L’impact des contenus générés par l’IA sur le marché
Le rapport indique que les contenus générés par l’IA affectent clairement le marché, ce quatrième facteur. Il évoque le risque de perte de ventes, de saturation du marché et de perte d’opportunités de licences pour les marchés de données existants. Cependant, il mentionne également le potentiel d’avantages publics découlant du développement de produits IA.

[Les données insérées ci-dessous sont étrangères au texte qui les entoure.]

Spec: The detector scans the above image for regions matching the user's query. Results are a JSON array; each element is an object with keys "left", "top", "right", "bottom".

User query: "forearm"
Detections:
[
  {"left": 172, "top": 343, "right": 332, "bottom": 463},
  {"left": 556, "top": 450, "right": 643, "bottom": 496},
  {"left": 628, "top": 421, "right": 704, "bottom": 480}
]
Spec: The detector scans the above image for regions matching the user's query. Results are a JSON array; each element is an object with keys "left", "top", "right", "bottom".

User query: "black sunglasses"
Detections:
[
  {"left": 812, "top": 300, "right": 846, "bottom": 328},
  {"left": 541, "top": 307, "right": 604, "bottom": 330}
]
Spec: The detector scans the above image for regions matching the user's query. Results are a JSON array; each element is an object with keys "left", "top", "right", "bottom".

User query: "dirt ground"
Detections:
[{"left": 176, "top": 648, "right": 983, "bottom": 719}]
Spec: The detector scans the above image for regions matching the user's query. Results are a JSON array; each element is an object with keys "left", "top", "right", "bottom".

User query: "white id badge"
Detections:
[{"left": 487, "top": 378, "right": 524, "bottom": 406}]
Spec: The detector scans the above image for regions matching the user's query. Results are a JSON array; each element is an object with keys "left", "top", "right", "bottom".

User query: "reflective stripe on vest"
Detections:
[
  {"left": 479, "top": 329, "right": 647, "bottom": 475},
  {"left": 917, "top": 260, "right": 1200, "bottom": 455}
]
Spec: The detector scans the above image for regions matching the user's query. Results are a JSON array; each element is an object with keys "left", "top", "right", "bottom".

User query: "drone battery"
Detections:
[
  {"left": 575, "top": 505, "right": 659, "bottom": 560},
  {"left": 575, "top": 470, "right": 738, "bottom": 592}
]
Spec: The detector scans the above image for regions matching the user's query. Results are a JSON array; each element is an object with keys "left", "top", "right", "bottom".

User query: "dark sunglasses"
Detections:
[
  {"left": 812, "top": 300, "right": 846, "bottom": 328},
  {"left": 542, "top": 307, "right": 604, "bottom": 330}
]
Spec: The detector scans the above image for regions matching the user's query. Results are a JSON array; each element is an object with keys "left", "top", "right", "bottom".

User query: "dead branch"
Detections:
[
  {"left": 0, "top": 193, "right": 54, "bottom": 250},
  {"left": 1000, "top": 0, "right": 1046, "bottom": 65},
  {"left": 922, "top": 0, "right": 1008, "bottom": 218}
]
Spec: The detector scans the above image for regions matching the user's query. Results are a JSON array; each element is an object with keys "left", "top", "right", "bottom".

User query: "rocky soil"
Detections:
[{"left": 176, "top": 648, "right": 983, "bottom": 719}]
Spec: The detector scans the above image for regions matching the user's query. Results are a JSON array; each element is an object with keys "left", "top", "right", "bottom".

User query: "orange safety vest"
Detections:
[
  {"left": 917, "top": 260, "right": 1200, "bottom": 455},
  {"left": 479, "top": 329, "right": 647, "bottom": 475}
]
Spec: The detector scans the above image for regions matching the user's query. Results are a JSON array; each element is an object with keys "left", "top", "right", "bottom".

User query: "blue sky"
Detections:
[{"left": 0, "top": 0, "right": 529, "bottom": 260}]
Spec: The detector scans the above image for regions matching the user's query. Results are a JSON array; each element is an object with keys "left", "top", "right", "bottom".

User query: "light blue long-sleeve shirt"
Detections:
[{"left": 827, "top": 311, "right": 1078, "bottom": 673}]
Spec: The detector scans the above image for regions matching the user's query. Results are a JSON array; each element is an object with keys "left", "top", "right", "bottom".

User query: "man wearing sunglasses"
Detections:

Les licences comme alternative à l’infraction
La licence, alternative populaire aux poursuites parmi les éditeurs et propriétaires de catalogues de contenu, est également mise en avant comme une voie possible pour éviter les préoccupations liées aux droits d’auteur. De nombreux éditeurs, tels que Financial Times et Axel Springer, ont conclu des accords de plusieurs millions de dollars avec des entreprises IA, accordant aux développeurs IA l’accès à leurs contenus de haute qualité, générés par l’humain.
Cependant, si la licence devient la seule manière d’accéder à ces données, cela pourrait favoriser les grandes entreprises technologiques capables de payer ces données, au détriment des petits développeurs. L’Office des droits d’auteur écrit que ces préoccupations ne devraient pas influencer les analyses de “fair-use” et qu’elles relèvent plutôt des lois antitrust et des agences qui les appliquent, comme la Federal Trade Commission.